AliveMCP's probe detects isShuttingDown state through the /healthz endpoint you expose alongside the MCP transport. A server mid-drain returns { "status": "shutting_down" }, which AliveMCP records as a planned outage rather than an unexpected failure — keeping your uptime percentage accurate during deploys.

Related questions

Should I use a DI container library like InversifyJS or tsyringe?

Not for most MCP servers. A TypeScript interface, a factory function, and function parameters give you the same inversion of control as a DI container for a fraction of the complexity. Container libraries are designed for applications with hundreds of injectable classes and deep dependency graphs; an MCP server's dependency graph is usually shallow — config → pool → tools. Add a container only if you find yourself writing a lot of boilerplate to wire up nested dependencies.

Can I inject per-request dependencies in addition to shared deps?

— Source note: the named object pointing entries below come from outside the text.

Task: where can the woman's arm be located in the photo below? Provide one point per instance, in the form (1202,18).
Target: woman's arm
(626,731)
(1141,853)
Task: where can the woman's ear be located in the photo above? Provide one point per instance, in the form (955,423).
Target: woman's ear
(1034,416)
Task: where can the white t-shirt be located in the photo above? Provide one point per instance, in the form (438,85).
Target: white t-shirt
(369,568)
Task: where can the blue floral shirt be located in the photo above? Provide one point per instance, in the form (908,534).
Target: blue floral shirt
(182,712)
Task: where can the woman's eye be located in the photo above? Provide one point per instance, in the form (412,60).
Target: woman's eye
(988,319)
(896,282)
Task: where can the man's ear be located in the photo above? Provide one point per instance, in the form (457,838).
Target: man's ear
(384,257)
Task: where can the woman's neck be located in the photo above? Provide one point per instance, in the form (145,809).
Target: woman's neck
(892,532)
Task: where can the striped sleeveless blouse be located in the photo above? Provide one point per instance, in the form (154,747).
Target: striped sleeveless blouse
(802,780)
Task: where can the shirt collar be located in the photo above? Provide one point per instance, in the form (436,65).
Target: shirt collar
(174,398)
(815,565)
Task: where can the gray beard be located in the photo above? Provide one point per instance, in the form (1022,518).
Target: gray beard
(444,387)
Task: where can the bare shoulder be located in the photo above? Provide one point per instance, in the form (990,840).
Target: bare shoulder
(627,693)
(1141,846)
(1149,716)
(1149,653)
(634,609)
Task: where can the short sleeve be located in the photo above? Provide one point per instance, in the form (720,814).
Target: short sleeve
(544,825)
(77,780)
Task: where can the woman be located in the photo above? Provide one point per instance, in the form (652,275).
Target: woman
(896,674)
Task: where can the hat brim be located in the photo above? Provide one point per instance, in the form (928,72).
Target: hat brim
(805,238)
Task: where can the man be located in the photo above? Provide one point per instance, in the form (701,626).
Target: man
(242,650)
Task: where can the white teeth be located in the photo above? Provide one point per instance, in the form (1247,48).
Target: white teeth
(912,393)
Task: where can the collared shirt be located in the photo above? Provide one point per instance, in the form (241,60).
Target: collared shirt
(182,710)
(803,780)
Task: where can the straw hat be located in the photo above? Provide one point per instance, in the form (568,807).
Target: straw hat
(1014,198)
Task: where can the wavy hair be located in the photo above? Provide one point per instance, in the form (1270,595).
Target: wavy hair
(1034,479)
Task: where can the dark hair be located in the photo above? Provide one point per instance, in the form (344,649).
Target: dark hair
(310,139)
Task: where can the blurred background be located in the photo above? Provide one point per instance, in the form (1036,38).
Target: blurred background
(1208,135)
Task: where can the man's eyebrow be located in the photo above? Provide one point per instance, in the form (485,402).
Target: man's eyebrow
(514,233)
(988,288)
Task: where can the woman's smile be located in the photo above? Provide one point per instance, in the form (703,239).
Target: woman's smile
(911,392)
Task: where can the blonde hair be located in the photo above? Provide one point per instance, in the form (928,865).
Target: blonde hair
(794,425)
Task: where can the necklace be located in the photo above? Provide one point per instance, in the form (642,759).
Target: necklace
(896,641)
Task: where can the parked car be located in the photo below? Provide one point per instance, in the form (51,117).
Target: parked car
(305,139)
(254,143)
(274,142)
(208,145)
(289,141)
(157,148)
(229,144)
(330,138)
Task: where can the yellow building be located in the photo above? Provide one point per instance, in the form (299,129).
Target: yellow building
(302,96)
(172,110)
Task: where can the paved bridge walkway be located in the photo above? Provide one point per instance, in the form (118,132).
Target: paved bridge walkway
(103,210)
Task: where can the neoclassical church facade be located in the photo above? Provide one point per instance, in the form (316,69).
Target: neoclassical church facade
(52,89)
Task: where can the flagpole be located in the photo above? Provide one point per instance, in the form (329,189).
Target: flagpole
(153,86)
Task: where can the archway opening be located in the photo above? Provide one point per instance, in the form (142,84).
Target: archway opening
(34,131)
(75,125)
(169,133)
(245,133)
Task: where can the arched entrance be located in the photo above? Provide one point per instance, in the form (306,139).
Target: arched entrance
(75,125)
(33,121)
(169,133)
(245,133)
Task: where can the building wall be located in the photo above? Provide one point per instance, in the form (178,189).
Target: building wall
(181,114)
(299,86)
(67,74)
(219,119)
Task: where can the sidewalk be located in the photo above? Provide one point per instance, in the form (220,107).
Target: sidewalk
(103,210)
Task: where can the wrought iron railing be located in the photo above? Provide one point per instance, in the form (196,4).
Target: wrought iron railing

Yes. The pattern is to create a "request context" object inside the route handler and pass it alongside the shared deps. For example, registerSearchTools(server, deps, { tenantId, requestId }). This is how you achieve per-tenant tool behaviour (tenant-specific DB schema, feature flags) without module-scope state. See the multi-tenant guide for the session-keyed context pattern.

How do I handle deps that require async teardown in tests?

Use your test framework's afterEach or afterAll hook to call the teardown function. If you expose a teardown() function from createDeps() (or from createTestDeps()), you can call it at the end of each test suite. For SQLite in-memory databases, teardown is simply dropping the in-memory database instance — it's garbage-collected when the reference goes out of scope.

Does AliveMCP probe my /mcp endpoint differently if I use DI?

No. AliveMCP sends a standard MCP initialize + tools/list probe — it can't see how your server is wired internally. What it can observe is that your server responds correctly after startup. If createDeps() fails (e.g., the database is unreachable), the process never binds to the port, and AliveMCP's probe never gets a TCP connection — which correctly shows as an outage.